Brandt launched himself forward, his small boots digging into the permafrost for traction. The heavy iron blade was raised high above his head, a clumsy, threatening arc of dull metal against the night sky.

In that fraction of a second, suspended between the impulse to kill and the inevitability of the strike, his mind went blank.

It was a terrifying emptiness. 

In his previous life, he had possessed a library of knowledge on violence—anatomical weak points, the psychology of aggression, the mechanics of strangulation. He knew how bodies broke. He knew how joints popped and arteries tore. But he knew these things as a scholar, a voyeur of aftermaths. 

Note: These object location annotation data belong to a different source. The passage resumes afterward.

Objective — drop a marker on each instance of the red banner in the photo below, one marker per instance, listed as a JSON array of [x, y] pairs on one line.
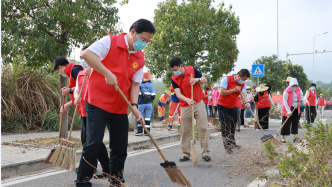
[[276, 98]]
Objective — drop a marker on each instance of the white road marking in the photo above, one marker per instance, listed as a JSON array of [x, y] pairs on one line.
[[130, 154], [257, 183]]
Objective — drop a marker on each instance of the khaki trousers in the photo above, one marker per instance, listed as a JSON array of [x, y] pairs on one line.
[[186, 127]]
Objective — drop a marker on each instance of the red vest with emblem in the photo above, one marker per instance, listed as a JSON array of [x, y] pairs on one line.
[[312, 98], [321, 101], [263, 101], [230, 100], [206, 98], [72, 81], [80, 78], [123, 66], [185, 87]]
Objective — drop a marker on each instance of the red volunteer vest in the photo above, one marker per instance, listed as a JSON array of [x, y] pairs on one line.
[[80, 78], [230, 100], [185, 87], [263, 101], [312, 98], [206, 98], [72, 81], [123, 66], [321, 101]]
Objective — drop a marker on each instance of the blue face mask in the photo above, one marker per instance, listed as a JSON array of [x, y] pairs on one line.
[[139, 44], [83, 63]]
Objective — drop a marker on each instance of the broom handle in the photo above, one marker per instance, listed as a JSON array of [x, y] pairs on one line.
[[287, 118], [72, 122], [63, 106], [192, 110], [253, 115], [145, 129]]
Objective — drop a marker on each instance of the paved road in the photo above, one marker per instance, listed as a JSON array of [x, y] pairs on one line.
[[142, 167]]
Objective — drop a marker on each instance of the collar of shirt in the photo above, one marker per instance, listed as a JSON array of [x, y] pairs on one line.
[[128, 45]]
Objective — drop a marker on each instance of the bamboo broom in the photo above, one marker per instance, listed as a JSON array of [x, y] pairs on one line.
[[48, 158], [265, 138], [170, 167], [65, 154], [195, 155]]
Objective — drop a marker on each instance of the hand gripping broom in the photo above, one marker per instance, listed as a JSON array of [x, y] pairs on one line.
[[170, 167], [195, 155], [48, 158], [286, 121], [65, 154], [268, 137]]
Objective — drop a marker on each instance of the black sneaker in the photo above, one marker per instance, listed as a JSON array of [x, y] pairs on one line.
[[235, 147], [101, 176], [184, 158], [138, 134], [207, 158]]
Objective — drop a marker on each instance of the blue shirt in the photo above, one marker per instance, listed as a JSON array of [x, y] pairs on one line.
[[224, 84]]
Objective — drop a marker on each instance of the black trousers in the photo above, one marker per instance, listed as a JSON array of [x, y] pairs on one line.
[[313, 113], [291, 126], [263, 117], [103, 155], [227, 118], [117, 124]]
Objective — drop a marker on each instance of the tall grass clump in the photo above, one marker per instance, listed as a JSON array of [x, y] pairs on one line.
[[29, 99]]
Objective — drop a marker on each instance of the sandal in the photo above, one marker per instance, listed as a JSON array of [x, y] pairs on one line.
[[296, 140]]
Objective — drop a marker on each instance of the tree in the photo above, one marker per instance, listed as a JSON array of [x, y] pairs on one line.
[[296, 71], [201, 35], [275, 72], [40, 30]]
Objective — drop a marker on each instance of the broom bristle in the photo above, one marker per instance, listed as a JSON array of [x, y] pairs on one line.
[[300, 126], [195, 155], [177, 176]]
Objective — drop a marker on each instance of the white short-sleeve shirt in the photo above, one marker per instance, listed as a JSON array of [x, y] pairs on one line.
[[101, 48]]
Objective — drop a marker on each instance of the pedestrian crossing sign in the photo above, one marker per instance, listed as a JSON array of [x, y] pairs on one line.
[[258, 70]]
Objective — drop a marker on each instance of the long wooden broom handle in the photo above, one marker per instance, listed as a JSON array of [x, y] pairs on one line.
[[145, 129], [242, 101], [61, 116], [287, 118], [192, 109], [72, 122]]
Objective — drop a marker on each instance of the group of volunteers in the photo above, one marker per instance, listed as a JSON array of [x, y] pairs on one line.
[[115, 62]]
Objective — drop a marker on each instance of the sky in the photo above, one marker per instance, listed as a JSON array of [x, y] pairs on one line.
[[299, 22]]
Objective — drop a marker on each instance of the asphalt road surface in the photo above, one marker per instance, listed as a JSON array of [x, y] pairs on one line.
[[142, 167]]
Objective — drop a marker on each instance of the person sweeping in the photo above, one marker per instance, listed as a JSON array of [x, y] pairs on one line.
[[173, 106], [230, 89], [182, 82], [117, 62], [291, 99]]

He had never held a sword. He had never conditioned his muscles to drive steel through flesh.

Now, occupying the body of a nine-year-old boy, he realised the catastrophic gap between theory and practice.

He had no technique. He had no muscle memory. He had nothing but the raw, unfamiliar hum of mana flooding his veins and a desperate, animalistic need to connect.

The sword felt dead in his hands. It was a heavy, unbalanced bar of iron, not an extension of his will. He gripped the hilt with both hands, his knuckles white, abandoning any pretence of form for sheer, brute force.

He brought the blade down.

It was a wild, telegraphed, heavy-handed blow that screamed of amateur desperation rather than warrior intent. It was a strike born of panic, not discipline.

Through the lens of his analytical mind, Brandt saw the moment through Falk's eyes.

The Master-at-Arms didn't move his feet. He didn't shift his weight. He stood like a monolith in the flickering torchlight, watching the boy charge. 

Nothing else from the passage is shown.